Byklik.com | Jakarta – Ketua Komisi XI DPR RI Muhammad Misbakhun menilai pembahasan Rancangan Undang-Undang (RUU) Keuangan Negara harus berlandaskan amanat konstitusi, terutama terkait peran negara dalam perekonomian dan pengelolaan kekayaan negara.
Misbakhun mengatakan revisi Undang-Undang Nomor 17 Tahun 2003 tentang Keuangan Negara menjadi momentum mengevaluasi kembali sistem pengelolaan keuangan negara. Menurutnya, pembahasan tidak cukup hanya melihat aspek teknis, tetapi juga harus mempertimbangkan landasan filosofis dan konstitusional.

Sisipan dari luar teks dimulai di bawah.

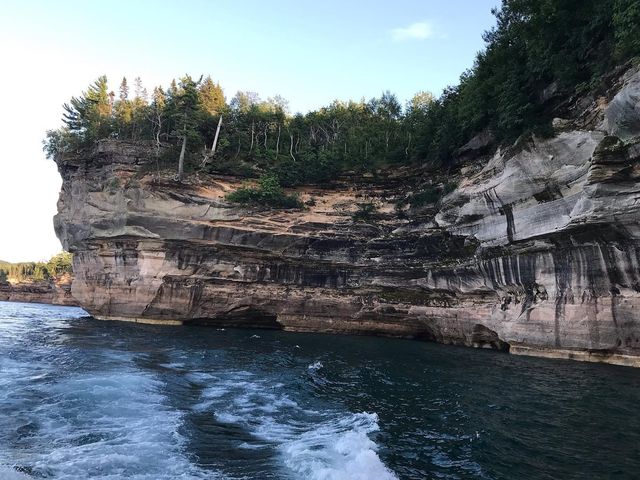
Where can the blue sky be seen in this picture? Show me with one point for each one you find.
(309, 52)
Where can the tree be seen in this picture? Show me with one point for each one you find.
(187, 114)
(212, 97)
(90, 114)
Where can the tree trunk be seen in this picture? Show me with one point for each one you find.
(181, 160)
(291, 147)
(252, 132)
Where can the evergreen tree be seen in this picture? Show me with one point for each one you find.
(90, 114)
(212, 97)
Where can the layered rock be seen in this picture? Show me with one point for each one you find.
(536, 251)
(54, 292)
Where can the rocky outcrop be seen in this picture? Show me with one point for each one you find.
(54, 292)
(536, 251)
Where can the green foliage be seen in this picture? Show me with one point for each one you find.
(268, 193)
(366, 212)
(36, 271)
(626, 22)
(60, 264)
(539, 52)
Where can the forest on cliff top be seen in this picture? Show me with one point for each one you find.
(539, 54)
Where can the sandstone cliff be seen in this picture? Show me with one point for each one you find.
(536, 251)
(54, 292)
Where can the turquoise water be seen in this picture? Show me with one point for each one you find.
(82, 399)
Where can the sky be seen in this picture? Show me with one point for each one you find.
(310, 52)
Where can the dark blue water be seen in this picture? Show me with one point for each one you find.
(81, 399)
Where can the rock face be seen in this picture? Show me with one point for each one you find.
(54, 292)
(537, 250)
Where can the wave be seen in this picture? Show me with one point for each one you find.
(318, 445)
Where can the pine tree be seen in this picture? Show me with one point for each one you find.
(90, 113)
(212, 97)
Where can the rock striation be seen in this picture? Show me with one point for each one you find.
(536, 251)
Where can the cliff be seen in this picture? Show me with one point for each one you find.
(54, 292)
(535, 251)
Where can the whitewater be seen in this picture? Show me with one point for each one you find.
(81, 398)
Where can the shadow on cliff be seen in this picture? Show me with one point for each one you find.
(246, 317)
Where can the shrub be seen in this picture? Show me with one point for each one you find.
(365, 213)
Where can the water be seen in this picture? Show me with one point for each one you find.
(81, 399)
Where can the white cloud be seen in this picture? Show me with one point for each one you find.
(415, 31)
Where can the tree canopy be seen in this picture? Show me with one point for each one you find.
(539, 52)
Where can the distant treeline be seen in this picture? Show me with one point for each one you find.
(539, 52)
(36, 271)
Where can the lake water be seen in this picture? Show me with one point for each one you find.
(80, 399)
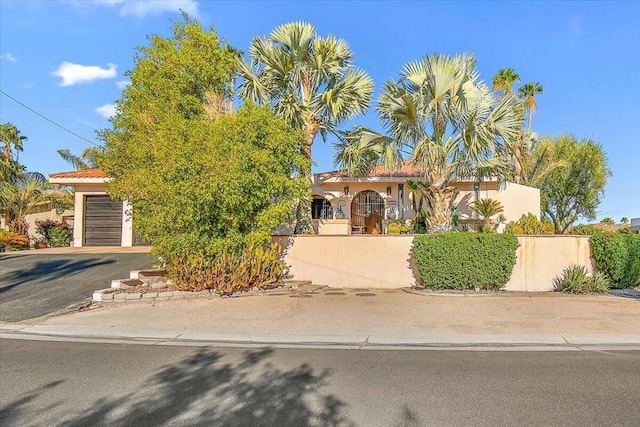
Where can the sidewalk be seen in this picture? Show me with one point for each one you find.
(353, 318)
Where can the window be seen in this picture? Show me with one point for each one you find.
(321, 208)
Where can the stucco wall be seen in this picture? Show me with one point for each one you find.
(384, 261)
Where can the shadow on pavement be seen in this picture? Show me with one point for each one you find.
(48, 269)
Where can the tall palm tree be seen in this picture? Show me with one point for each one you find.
(87, 160)
(503, 81)
(441, 117)
(308, 79)
(528, 93)
(27, 194)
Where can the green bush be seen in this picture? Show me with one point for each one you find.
(529, 224)
(465, 260)
(54, 233)
(576, 281)
(618, 256)
(254, 268)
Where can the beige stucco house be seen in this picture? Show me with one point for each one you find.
(342, 205)
(98, 220)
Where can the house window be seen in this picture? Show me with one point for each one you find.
(321, 208)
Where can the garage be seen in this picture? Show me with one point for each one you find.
(102, 221)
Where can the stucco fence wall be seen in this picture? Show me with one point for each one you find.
(385, 261)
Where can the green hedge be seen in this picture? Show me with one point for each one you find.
(618, 256)
(465, 260)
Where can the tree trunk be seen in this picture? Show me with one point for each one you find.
(439, 214)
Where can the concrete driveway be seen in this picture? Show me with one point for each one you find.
(37, 283)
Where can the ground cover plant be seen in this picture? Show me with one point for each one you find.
(464, 260)
(575, 280)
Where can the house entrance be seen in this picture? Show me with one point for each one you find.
(367, 213)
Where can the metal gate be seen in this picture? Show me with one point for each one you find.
(367, 213)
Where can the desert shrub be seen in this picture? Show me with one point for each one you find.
(575, 280)
(54, 233)
(618, 256)
(254, 268)
(529, 224)
(464, 260)
(10, 241)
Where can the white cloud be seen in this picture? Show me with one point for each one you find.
(107, 110)
(8, 57)
(575, 25)
(76, 73)
(142, 8)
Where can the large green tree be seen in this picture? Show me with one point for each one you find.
(504, 80)
(439, 115)
(200, 178)
(528, 93)
(30, 193)
(575, 190)
(309, 80)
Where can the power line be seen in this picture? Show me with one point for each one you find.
(48, 119)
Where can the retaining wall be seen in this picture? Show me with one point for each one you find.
(372, 261)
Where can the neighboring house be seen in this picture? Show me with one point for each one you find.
(347, 205)
(98, 220)
(341, 204)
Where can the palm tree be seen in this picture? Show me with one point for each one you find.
(13, 143)
(87, 160)
(503, 81)
(441, 117)
(527, 93)
(27, 194)
(310, 82)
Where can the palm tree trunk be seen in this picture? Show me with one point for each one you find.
(439, 215)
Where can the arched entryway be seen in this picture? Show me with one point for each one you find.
(367, 213)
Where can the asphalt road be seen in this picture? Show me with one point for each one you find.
(75, 384)
(35, 285)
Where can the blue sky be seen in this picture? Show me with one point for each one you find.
(66, 60)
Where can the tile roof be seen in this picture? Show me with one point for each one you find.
(406, 170)
(86, 173)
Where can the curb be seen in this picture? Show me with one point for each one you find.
(361, 341)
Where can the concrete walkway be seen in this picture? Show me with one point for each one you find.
(358, 318)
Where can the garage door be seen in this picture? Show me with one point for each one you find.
(102, 221)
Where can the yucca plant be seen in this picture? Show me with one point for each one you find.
(486, 208)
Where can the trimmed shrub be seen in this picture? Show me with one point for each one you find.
(465, 260)
(575, 280)
(618, 256)
(10, 241)
(54, 233)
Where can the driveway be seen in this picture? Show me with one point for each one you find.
(34, 284)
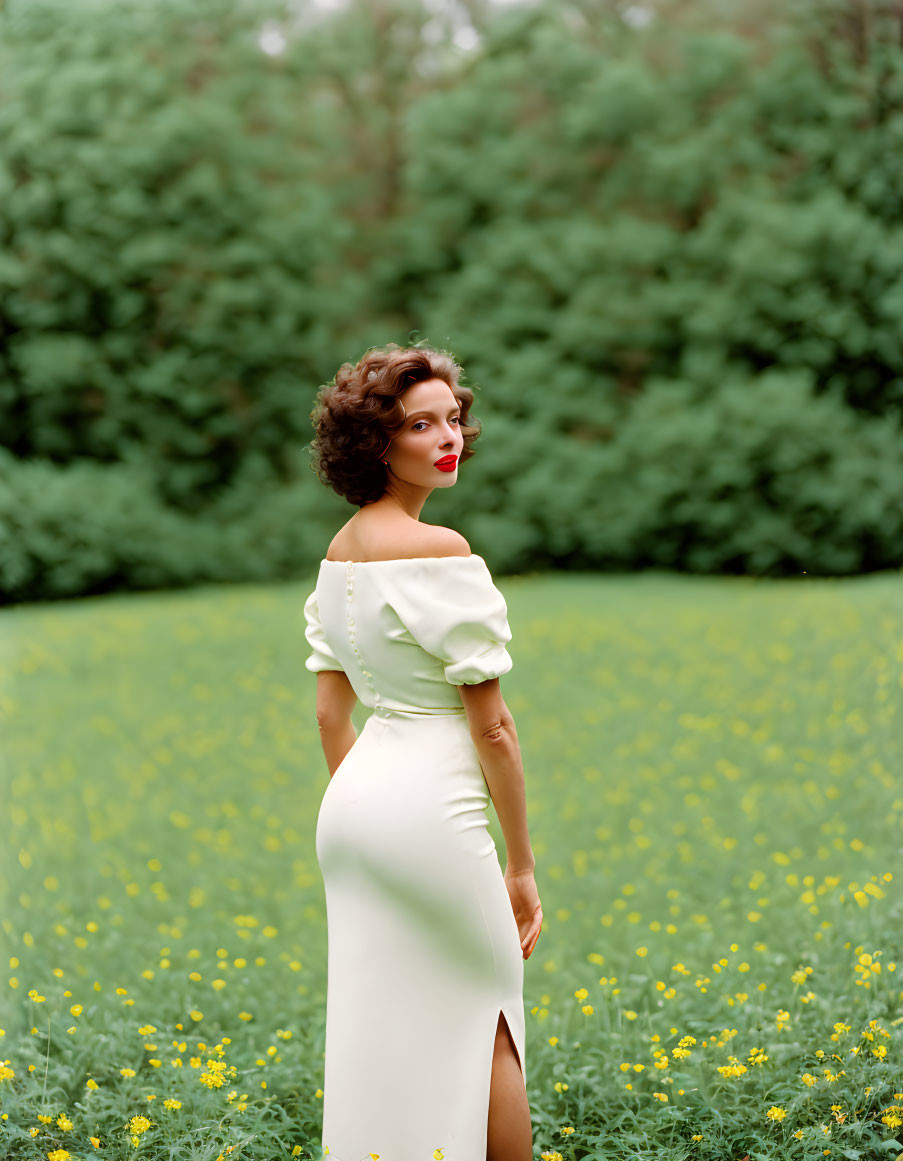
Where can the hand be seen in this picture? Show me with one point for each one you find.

“Sekarang kita mendapatkan kesempatan untuk undang-undang ini kita kembalikan kepada sebuah kepentingan yang murni nasionalisme dan kepentingan nasional kita, bukan lagi bersandar kepada kepentingan asing,” ujar Misbakhun dalam RDPU Panja RUU Keuangan Negara bersama para ahli di Nusantara I, Senayan, Jakarta, Senin, 14 September 2026.
Ia mengatakan Pasal 33 UUD 1945 harus menjadi pijakan dalam memaknai kembali penguasaan negara atas cabang produksi yang penting bagi negara dan menguasai hajat hidup orang banyak.
Menurut Misbakhun, pengelolaan sumber daya alam juga perlu mempertimbangkan keterbatasan negara, termasuk modal, teknologi, dan kemampuan pengolahan. Namun, manfaat pengelolaan kekayaan tersebut harus tetap dikembalikan sebesar-besarnya kepada masyarakat.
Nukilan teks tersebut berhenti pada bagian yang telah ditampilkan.